Are you pondering what I'm pondering? It's time to take over the world ! - let's use ASSEMBLY...

aw27

#9
Actually, there is no problem with the printf in my demo.

The problem is with WaitForMultipleObjects which can't wait for more than MAXIMUM_WAIT_OBJECTS (64 objects) and I am creating 3000 threads. The side effect is that the program may exit before all threads have completed their job.
A fast fix, and in order not to complicate things further, all we need to do is replace WaitForMultipleObjects with a Sleep of say 2 or 3 seconds. For 3000 threads, the correct reported sum in the end shall be 225225000.
I will not change the program now, I am going to work on the RTM part and eventually will come up with an integrated solution.

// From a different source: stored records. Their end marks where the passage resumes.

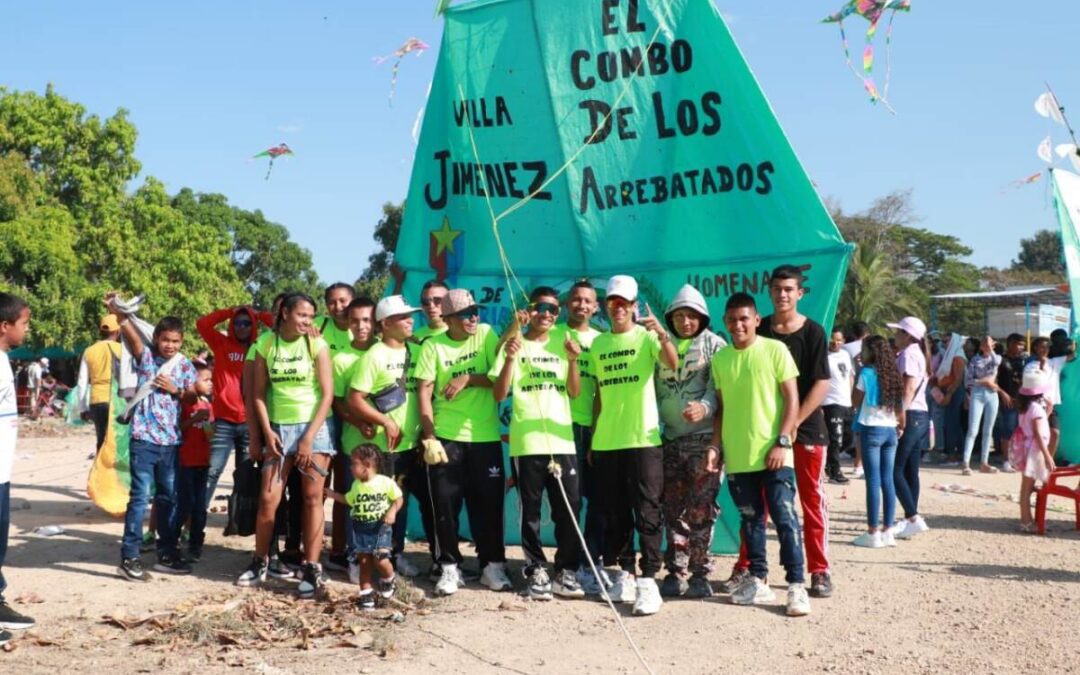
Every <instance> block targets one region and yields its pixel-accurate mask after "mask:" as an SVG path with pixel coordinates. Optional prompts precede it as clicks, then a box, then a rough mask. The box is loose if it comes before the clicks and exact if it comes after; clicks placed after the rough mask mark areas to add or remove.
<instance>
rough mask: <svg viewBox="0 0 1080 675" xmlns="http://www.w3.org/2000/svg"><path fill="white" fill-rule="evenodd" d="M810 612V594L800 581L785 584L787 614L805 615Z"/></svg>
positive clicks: (794, 615) (800, 615) (791, 615)
mask: <svg viewBox="0 0 1080 675" xmlns="http://www.w3.org/2000/svg"><path fill="white" fill-rule="evenodd" d="M809 613H810V596H809V595H807V589H806V586H805V585H802V584H801V583H792V584H788V586H787V616H788V617H805V616H807V615H809Z"/></svg>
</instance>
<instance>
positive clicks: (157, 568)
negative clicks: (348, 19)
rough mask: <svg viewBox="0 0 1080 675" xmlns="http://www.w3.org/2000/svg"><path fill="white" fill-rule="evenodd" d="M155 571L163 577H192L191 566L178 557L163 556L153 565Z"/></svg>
mask: <svg viewBox="0 0 1080 675" xmlns="http://www.w3.org/2000/svg"><path fill="white" fill-rule="evenodd" d="M153 570H154V571H159V572H161V573H163V575H190V573H191V564H190V563H188V562H187V561H185V559H184V558H181V557H180V556H178V555H177V556H173V555H162V556H159V557H158V562H157V563H154V564H153Z"/></svg>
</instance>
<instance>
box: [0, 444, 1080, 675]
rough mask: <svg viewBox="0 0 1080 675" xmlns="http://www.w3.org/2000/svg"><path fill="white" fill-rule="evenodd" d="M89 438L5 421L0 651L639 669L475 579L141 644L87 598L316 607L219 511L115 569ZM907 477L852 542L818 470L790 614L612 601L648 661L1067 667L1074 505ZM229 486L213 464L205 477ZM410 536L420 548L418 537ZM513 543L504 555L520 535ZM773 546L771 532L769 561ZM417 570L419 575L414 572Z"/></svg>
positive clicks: (1071, 582) (147, 628) (872, 669)
mask: <svg viewBox="0 0 1080 675" xmlns="http://www.w3.org/2000/svg"><path fill="white" fill-rule="evenodd" d="M30 431H31V430H29V429H27V432H30ZM92 445H93V438H92V436H91V435H90V433H89V432H87V431H85V430H79V431H75V432H71V433H70V434H69V435H66V436H64V435H60V436H59V437H57V436H55V435H54V436H52V437H24V438H23V440H21V441H19V444H18V450H17V456H18V459H17V461H16V465H15V474H14V482H13V504H12V505H13V510H14V513H13V524H12V541H11V550H10V551H9V556H8V563H6V566H5V567H4V573H5V576H6V577H8V579H9V583H10V586H11V588H10V590H9V598H10V599H12V600H14V602H15V607H16V608H18V609H21V610H23V611H26V612H27V613H30V615H32V616H33V617H35V618H37V620H38V627H36V629H35V630H32V631H30V632H27V633H24V634H23V635H21V636H19V638H18V639H17V640H16V642H15V643H13V645H14V647H15V648H14V649H13V650H12V651H10V652H6V653H3V652H0V671H3V672H8V673H38V672H54V671H56V670H59V669H65V667H66V669H69V670H70V669H71V667H72V665H73V666H75V667H76V670H77V671H91V670H93V671H97V672H105V671H112V672H117V673H132V672H167V673H174V672H175V673H185V672H200V673H208V672H224V671H227V670H234V669H243V670H244V671H249V672H257V673H288V672H307V673H324V672H326V673H328V672H342V673H354V672H362V673H363V672H367V673H419V672H432V671H436V670H437V671H438V672H442V673H467V672H468V673H505V672H512V673H570V672H581V673H600V672H617V673H640V672H644V670H643V669H642V666H640V665H639V663H638V661H637V660H636V658H635V657H634V654H633V652H632V651H631V650H630V648H629V647H627V644H626V642H625V639H624V637H623V636H622V634H621V633H620V631H619V629H618V626H617V624H616V623H615V621H613V618H612V616H611V613H610V610H609V609H608V608H607V606H605V605H603V604H599V603H593V602H584V600H573V602H566V600H555V602H551V603H528V602H525V600H524V599H521V598H519V597H517V596H515V595H513V594H495V593H491V592H488V591H482V590H480V589H478V588H477V586H475V585H471V586H470V588H467V589H464V590H462V591H461V592H460V593H458V594H457V595H456V596H454V597H453V598H449V599H444V600H433V602H429V603H426V604H424V607H426V609H424V610H423V611H422V612H407V616H405V620H404V621H403V622H401V623H394V622H393V621H387V620H386V617H387V616H388V612H376V613H377V616H375V617H361V616H360V615H359V612H355V611H353V610H352V609H351V607H349V606H348V605H345V604H342V605H338V606H337V607H338V608H339V609H338V611H339V615H343V619H340V620H339V624H340V621H345V623H346V624H351V625H353V626H354V631H353V633H360V632H362V633H363V635H362V636H361V637H362V638H363V639H360V640H353V644H355V643H356V642H361V643H364V644H366V643H370V642H372V639H373V637H372V636H374V638H375V640H376V645H375V648H374V649H356V648H345V647H340V646H334V645H332V643H335V644H339V643H341V640H339V639H338V640H336V642H335V640H334V639H329V640H327V639H323V640H320V639H314V640H312V642H310V643H309V645H308V647H309V648H308V649H303V648H300V647H298V646H297V643H296V640H292V642H285V643H283V644H281V645H278V644H265V643H264V644H261V645H259V646H258V647H251V646H248V647H244V646H237V645H217V644H215V645H211V646H205V645H191V644H190V643H187V644H186V643H183V642H176V640H174V642H173V643H172V644H168V643H165V644H147V645H139V644H138V643H144V642H150V643H152V642H153V640H152V638H153V636H154V631H156V630H154V629H153V627H152V626H149V625H148V626H143V627H141V629H133V630H131V631H124V630H122V629H121V627H118V626H116V625H109V624H107V623H103V617H105V616H108V615H113V616H117V615H120V616H127V617H144V616H147V615H150V613H154V612H168V611H171V610H174V609H175V608H177V607H180V608H183V609H185V610H190V609H191V608H192V606H193V605H200V604H207V603H226V602H228V600H230V599H232V598H237V599H239V600H241V602H245V600H246V602H248V603H254V604H261V605H266V604H268V603H269V604H273V603H276V604H278V606H279V607H282V609H279V610H276V611H280V612H282V613H292V612H302V611H307V612H314V613H319V612H320V611H326V612H329V611H330V610H329V609H328V607H324V608H321V607H320V606H316V605H313V604H312V603H307V604H303V603H300V604H295V603H293V600H292V599H291V596H289V595H288V589H287V588H282V586H276V589H275V590H273V589H272V590H257V591H243V590H240V589H235V588H234V586H232V585H231V583H232V580H233V579H234V577H235V575H238V573H239V572H240V571H241V570H242V569H243V567H244V566H245V564H246V562H247V559H248V555H249V554H248V551H249V549H251V546H252V545H253V540H252V539H238V538H228V539H226V538H222V537H221V536H220V532H221V528H222V526H224V522H225V516H224V515H222V514H212V515H211V527H210V534H208V539H207V551H206V553H205V554H204V557H203V562H202V563H201V564H199V565H198V567H197V570H195V572H194V573H193V575H191V576H190V577H179V578H177V577H172V578H162V577H161V576H160V575H159V576H158V577H157V578H156V579H154V580H153V581H152V582H151V583H149V584H145V585H143V584H133V583H129V582H125V581H123V580H121V579H120V578H119V577H118V576H117V573H116V565H117V563H118V557H119V538H120V535H121V530H122V524H121V523H120V522H119V521H117V519H112V518H110V517H108V516H106V515H104V514H103V513H100V512H99V511H98V510H97V509H96V508H94V507H92V505H91V504H90V502H89V501H87V499H86V495H85V490H84V488H85V477H86V473H87V471H89V468H90V460H89V459H87V453H89V450H90V449H91V446H92ZM922 482H923V491H922V511H923V513H924V514H926V517H927V519H928V522H929V524H930V526H931V528H932V530H931V531H930V532H927V534H923V535H920V536H919V537H918V538H916V539H915V540H913V541H909V542H901V543H900V545H899V546H897V548H895V549H883V550H863V549H856V548H854V546H852V545H851V543H850V542H851V539H852V538H853V537H854V536H855V535H856V534H858V532H859V531H860V530H861V528H862V527H863V523H864V515H863V504H864V502H863V499H864V484H863V483H862V482H861V481H853V482H852V483H851V484H850V485H849V486H846V487H841V486H835V485H829V486H828V494H829V497H831V499H832V515H833V530H832V539H831V543H832V549H831V556H832V564H833V573H834V579H835V582H836V585H837V591H836V595H835V596H834V597H833V598H831V599H821V600H816V599H815V600H813V613H812V615H811V616H810V617H808V618H805V619H787V618H785V617H784V616H783V610H782V607H781V605H780V604H779V600H778V605H777V606H773V607H753V608H745V607H734V606H732V605H730V604H728V600H727V597H726V596H718V597H717V598H714V599H712V600H705V602H702V600H673V602H669V603H667V604H665V606H664V608H663V610H662V611H661V613H659V615H658V616H656V617H650V618H644V619H642V618H632V617H631V616H630V611H629V606H619V608H620V613H621V615H622V616H623V617H624V618H625V622H626V625H627V627H629V630H630V632H631V634H632V635H633V637H634V639H635V640H636V642H637V643H638V644H639V645H640V647H642V650H643V652H644V654H645V658H646V659H647V660H648V662H649V663H650V664H651V666H652V669H653V671H654V672H657V673H674V672H678V673H687V674H689V673H726V672H730V673H778V672H779V673H788V672H792V673H794V672H828V673H941V672H972V673H976V672H977V673H982V672H994V673H1016V672H1044V673H1050V672H1054V673H1077V672H1080V642H1078V633H1080V534H1078V532H1075V531H1071V525H1072V514H1071V513H1066V512H1062V511H1053V512H1051V513H1050V516H1049V517H1050V527H1049V529H1050V531H1049V536H1048V537H1044V538H1040V537H1035V536H1029V535H1021V534H1017V531H1016V529H1017V528H1016V525H1017V505H1016V504H1015V503H1011V502H1009V501H1004V500H998V499H993V498H991V497H990V496H996V495H1002V494H1009V492H1012V494H1015V492H1016V491H1017V489H1018V483H1020V481H1018V478H1017V477H1016V476H1012V475H1003V474H1002V475H975V476H971V477H961V476H960V475H959V471H957V470H955V469H950V470H945V469H939V468H924V470H923V473H922ZM934 484H962V485H964V486H969V487H974V488H976V489H977V490H980V491H982V492H985V494H986V495H987V496H985V497H977V498H976V497H971V496H963V495H949V494H945V492H943V491H940V490H936V489H932V487H931V486H933V485H934ZM228 489H229V485H227V484H222V486H221V489H220V490H219V494H224V492H226V491H227V490H228ZM1056 503H1057V504H1058V505H1059V507H1068V504H1067V502H1065V501H1057V502H1056ZM44 525H62V526H63V527H64V528H65V529H66V534H65V535H63V536H58V537H52V538H43V537H39V536H36V535H33V534H32V532H33V529H35V528H37V527H39V526H44ZM410 550H411V551H415V552H416V553H414V556H415V557H414V559H415V561H416V562H417V563H422V561H423V556H422V554H421V553H420V551H421V546H419V545H415V544H414V545H411V546H410ZM512 554H513V556H514V563H512V568H513V570H514V572H515V575H516V570H517V569H518V568H519V559H521V554H519V552H518V551H512ZM145 559H146V561H147V562H148V563H149V562H150V556H149V555H147V557H146V558H145ZM778 559H779V553H778V550H777V545H775V542H774V541H771V542H770V561H773V562H775V561H778ZM731 562H732V561H731V558H728V557H720V558H718V559H717V561H716V563H717V564H716V572H715V575H714V576H715V577H716V579H720V578H721V577H726V576H727V573H728V571H729V570H730V566H731ZM773 569H774V572H773V581H774V588H775V589H777V591H778V595H779V597H780V598H781V599H782V598H783V593H782V588H781V586H780V585H777V583H775V582H779V581H780V580H782V571H781V570H780V569H779V567H774V568H773ZM516 578H518V579H519V576H518V577H516ZM419 585H420V588H422V589H426V590H427V591H429V592H430V590H431V586H430V584H428V583H427V582H426V581H423V582H420V584H419ZM330 586H332V592H333V593H334V595H336V596H338V597H347V596H348V594H349V593H350V591H351V590H350V589H348V588H347V585H346V584H345V583H333V584H330ZM33 596H37V597H33ZM341 607H345V609H343V610H342V609H340V608H341ZM297 616H299V615H297ZM309 616H311V615H309ZM399 619H401V617H399ZM356 626H359V627H356Z"/></svg>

BTW, it is normal to have threads out of order, there is no FIFO guarantee.

aw27

This is the reviewed TSX\HLE (it runs as well without HLE) and includes a different metaphor. Actually an enlargement of the initial metaphor.

Consider a very high-traffic bank account, with deposits and withdrawals occurring all the time.
When the account balance would become below zero after an withdrawal the bank would refuse to pay it. However, since for this special client deposits are occurring all the time, our bank will retry the attempt of withdrawal as many times as necessary since it is expected enough funds to be available later on.

Since there is no FIFO order, 3000 operations will become tens or hundreds of thousand or even millions of operations. This really stresses the algorithm quite a bit. The expected final result should be 3345 of positive bank balance. The total number of operations will be the sum of Transactionals + Fallbacks. If testing without HLE there will be no Transactionals.